Helmut Käutner hatte das Drehbuch nach dem Lustspiel „Karl III. und Anna von Österreich“, von Manfred Rössner und Motiven von Erich Ebermayer geschrieben. Der Musikpädagoge und Komponist Karl Zimmermann, gespielt von Viktor de Kowa, verliebt sich in seine Schülerin Anni Pichler, gespielt von Ilse Werner, die sich gegenseitig romantisierend Karl III. und Anna von Österreich nennen.

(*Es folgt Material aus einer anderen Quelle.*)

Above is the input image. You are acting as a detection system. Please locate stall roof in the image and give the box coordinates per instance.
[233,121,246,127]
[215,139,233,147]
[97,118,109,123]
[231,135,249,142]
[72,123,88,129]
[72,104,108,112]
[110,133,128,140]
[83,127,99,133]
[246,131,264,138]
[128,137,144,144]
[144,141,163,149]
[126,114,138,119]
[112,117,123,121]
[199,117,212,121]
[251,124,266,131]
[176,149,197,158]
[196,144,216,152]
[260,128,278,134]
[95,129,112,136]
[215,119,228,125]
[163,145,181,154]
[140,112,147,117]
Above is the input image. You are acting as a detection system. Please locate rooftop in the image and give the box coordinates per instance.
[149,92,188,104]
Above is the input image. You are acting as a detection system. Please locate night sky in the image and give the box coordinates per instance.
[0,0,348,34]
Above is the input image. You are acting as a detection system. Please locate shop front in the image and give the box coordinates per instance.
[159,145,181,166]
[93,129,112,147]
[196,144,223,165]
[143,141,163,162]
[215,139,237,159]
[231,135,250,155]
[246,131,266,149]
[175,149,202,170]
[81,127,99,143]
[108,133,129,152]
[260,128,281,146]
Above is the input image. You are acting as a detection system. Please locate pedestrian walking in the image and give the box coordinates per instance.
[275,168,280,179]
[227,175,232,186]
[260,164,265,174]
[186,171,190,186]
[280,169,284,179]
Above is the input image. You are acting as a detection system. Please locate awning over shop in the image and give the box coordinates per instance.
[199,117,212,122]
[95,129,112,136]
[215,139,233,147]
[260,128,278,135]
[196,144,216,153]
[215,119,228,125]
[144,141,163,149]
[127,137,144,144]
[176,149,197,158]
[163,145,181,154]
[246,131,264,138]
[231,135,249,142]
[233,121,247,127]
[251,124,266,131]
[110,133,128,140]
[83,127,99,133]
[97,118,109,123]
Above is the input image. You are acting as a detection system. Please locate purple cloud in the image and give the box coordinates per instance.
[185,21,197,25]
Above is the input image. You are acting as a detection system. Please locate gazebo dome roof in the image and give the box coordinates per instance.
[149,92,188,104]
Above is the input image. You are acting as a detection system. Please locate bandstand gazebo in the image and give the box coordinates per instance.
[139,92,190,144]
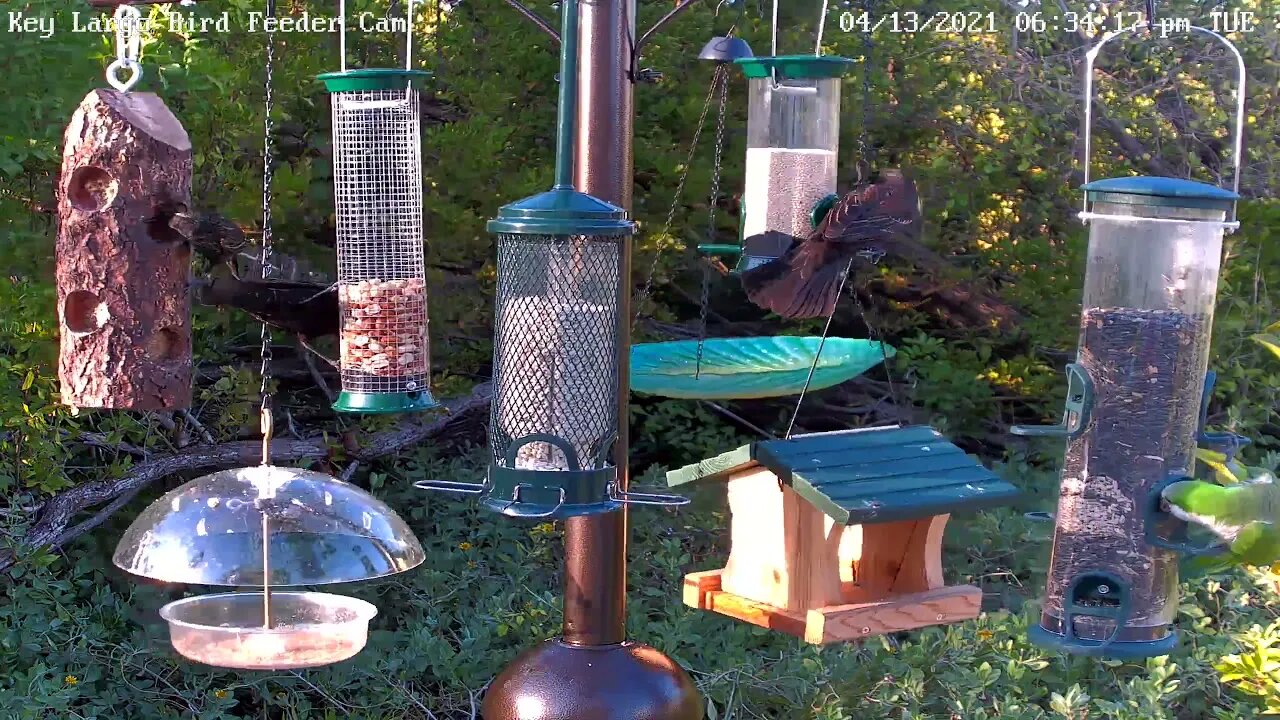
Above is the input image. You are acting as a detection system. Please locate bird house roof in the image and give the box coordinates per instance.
[667,425,1019,525]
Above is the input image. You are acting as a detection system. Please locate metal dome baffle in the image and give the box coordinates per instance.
[417,0,687,519]
[1012,27,1244,659]
[113,458,425,670]
[319,1,438,413]
[700,55,852,273]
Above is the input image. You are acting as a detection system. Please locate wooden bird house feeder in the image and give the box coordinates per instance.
[58,90,192,410]
[667,425,1018,644]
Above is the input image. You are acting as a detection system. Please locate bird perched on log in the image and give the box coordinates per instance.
[169,208,248,265]
[198,268,339,341]
[741,169,920,318]
[169,208,339,341]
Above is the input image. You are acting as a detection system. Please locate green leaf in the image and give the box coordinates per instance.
[1251,322,1280,360]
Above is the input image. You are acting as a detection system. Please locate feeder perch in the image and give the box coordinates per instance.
[699,55,852,273]
[113,465,425,670]
[667,425,1018,644]
[320,69,438,413]
[56,90,192,411]
[1012,27,1244,659]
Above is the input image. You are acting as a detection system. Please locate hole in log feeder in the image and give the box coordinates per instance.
[63,290,110,333]
[67,165,116,213]
[147,328,182,361]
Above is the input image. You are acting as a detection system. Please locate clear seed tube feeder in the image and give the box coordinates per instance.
[320,3,436,413]
[735,55,852,272]
[1012,28,1244,659]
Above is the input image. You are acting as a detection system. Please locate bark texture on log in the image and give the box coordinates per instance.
[58,90,192,410]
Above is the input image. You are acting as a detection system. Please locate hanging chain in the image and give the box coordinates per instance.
[632,61,732,323]
[106,5,142,92]
[813,0,827,55]
[259,0,275,465]
[854,291,902,417]
[694,65,728,380]
[783,259,854,439]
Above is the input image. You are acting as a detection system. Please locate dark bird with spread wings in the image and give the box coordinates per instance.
[741,169,920,318]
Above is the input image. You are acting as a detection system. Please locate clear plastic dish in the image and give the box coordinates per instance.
[160,592,378,670]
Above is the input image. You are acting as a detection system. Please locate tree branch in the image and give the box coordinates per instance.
[0,383,493,571]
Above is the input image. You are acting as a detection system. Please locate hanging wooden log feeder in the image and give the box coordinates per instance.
[58,90,192,410]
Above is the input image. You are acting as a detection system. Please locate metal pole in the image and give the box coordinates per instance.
[562,0,636,646]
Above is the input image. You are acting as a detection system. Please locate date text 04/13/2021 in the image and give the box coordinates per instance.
[840,10,1004,35]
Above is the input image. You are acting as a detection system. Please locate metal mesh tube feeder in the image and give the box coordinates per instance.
[319,3,438,413]
[1012,27,1244,659]
[417,0,687,519]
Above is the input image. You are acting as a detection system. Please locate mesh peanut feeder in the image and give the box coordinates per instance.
[419,0,686,519]
[320,3,436,413]
[1012,27,1244,659]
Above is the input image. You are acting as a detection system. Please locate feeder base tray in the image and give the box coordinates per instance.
[160,592,378,670]
[333,389,440,414]
[1027,623,1178,660]
[684,570,982,644]
[631,336,897,400]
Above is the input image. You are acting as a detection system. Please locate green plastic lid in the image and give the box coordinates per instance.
[316,68,431,92]
[1083,176,1240,210]
[488,187,635,237]
[733,55,854,79]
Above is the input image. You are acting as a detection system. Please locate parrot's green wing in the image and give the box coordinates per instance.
[1161,474,1280,574]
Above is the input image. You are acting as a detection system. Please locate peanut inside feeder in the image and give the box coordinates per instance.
[320,69,436,413]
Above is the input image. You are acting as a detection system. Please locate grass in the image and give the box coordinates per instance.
[0,440,1280,720]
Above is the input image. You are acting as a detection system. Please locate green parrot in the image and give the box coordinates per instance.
[1160,473,1280,574]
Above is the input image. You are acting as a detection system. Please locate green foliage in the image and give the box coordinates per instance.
[0,0,1280,720]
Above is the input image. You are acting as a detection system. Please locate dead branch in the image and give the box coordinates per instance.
[0,383,493,571]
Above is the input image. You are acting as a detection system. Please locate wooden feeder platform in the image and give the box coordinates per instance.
[667,425,1019,644]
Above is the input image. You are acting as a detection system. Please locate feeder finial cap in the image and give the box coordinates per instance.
[316,68,431,92]
[488,187,635,237]
[733,55,854,79]
[1082,176,1240,210]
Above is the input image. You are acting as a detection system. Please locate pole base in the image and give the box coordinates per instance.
[480,638,703,720]
[1027,624,1178,660]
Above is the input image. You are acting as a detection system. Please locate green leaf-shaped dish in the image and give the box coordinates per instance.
[631,336,897,400]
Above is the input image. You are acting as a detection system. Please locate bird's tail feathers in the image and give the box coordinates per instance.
[741,242,845,318]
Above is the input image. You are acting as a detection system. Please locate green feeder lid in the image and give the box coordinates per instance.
[316,68,431,92]
[488,187,635,236]
[733,55,854,79]
[1083,177,1240,210]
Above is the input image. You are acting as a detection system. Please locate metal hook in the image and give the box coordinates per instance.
[1080,24,1245,226]
[106,60,142,92]
[261,397,275,465]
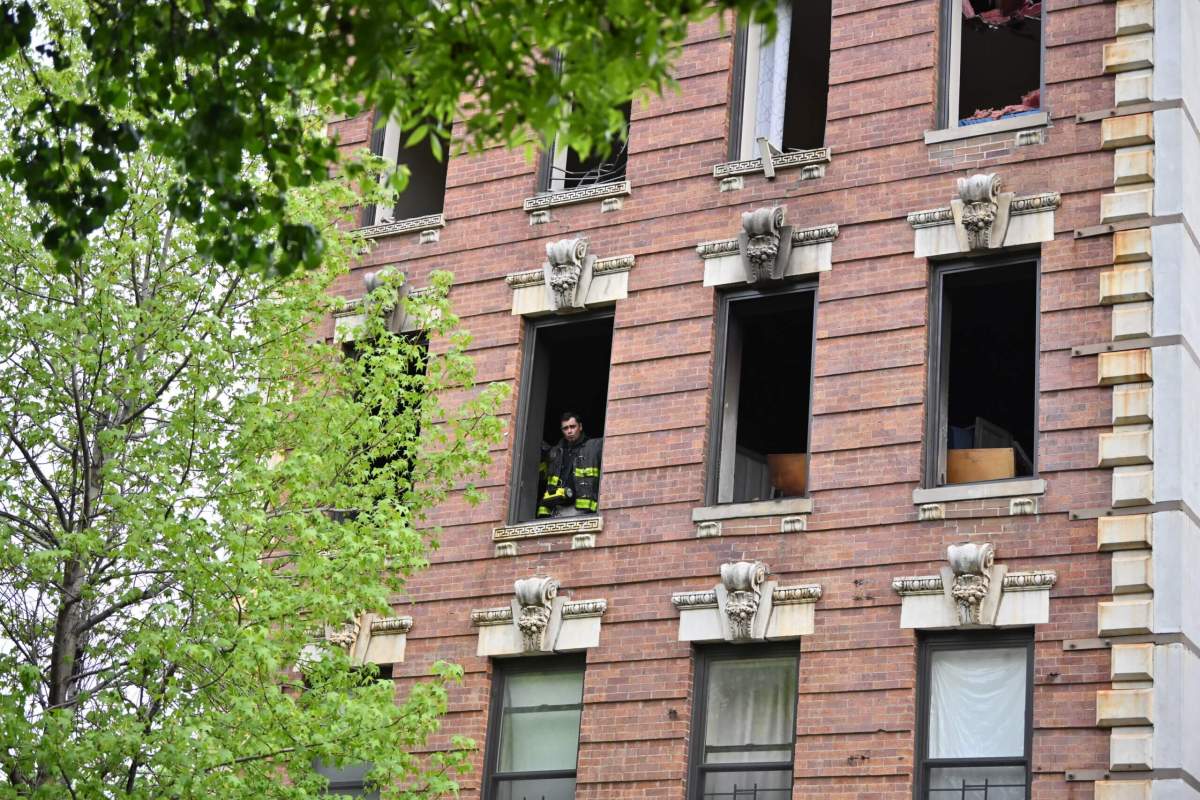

Als Karl Zimmermann einen Abend in Begleitung einer Bekannten (Grethe Weiser) in einem Tanzclub verbringt, in dem seine Schülerin als Sängerin der Kapelle auftritt, lässt er ihr durch einen Kellner einen Zettel überbringen, auf dem steht: „Bitte kommen Sie in der Pause an unseren Tisch. KZ“

Auch in anderen Musikfilmen hatte Käutner die Zensur mit seiner Erfindungskunst des sichtbar Versteckten überlistet, wie in „Kitty und die Weltkonferenz“, 1939, in „Große Freiheit Nr. 7“, 1943/44, „In jenen Tagen“, 1945.
In „Wir machen Musik“ zeigt zum Schluss die Kamera de Kowa auf dem Balkon seiner Wohnung, wie er direkt in die Kamera spricht, das Publikum direkt anspricht und ihm einen Hinweis zur Verdunkelung bei Luftalarm gibt, 1942. Dieser Hinweis auf die gänzlich unfilmische Wirklichkeit des Alltags sowie die Szene, in der Anni den Zettel mit der Unterschrift unter der Botschaft, „KZ“ vom Kellner erhält, fehlen im ursprünglichen Drehbuch „Karl III. und Anna von Österreich“ von Manfred Rössner aus 1939. Und beide Szenen fehlen in dem Remake „Wir machen Musik“, als TV-Produktion des Süddeutschen Rundfunk ARD von 1966, unter der Regie und nach dem Drehbuch von Karl Vibach, der den Stoff nun in die Sechzigerjahre verlegte. Käutner hatte die Szenen zusätzlich in den Film platziert – `aus aktuellem Anlass´.
Mittels seines Films schuf Käutner einen erstrangigen Schlager: „Wir Machen Musik“, gesungen von Ilse Werner:
„Wir machen Musik, Da geht Euch der Hut hoch, Wir machen Musik, Da geht Euch der Bart ab, Wir machen Musik, Bis jeder beschwingt singt: Do, re, mi, fa, so, la, si, do. Wir machen Musik, Da geht Euch der Knopf auf, Wir machen Musik, Da bleibt Euch die Luft weg, Wir machen Musik, Bis Euch unser Takt packt: Do, la, so, mi, do. Mit Musik, Ist ja das ganze Leben nur noch halb so schwer, Mit Musik, Erreicht man ja auf dieser Welt bestimmt viel mehr. Wir machen Musik, Da geht Euch der Hut hoch, Wir machen Musik, Da geht Euch der Bart ab, Wir machen Musik, bis jeder beschwingt singt, Wir machen Musik, Wir machen Musik, Wir machen Musik! Wenn du auch mal Dein Glück verpasst, Beklag nicht dein Geschick. Und wenn du auch mal Sorgen hast, Vertreib sie mit Musik. Denn wer zum Trost kein Liedchen kennt, Pfeift auf dem letzten Loch Und wenn der ganze Schnee verbrennt, Die Asche bleibt uns doch. Badadadadi…“.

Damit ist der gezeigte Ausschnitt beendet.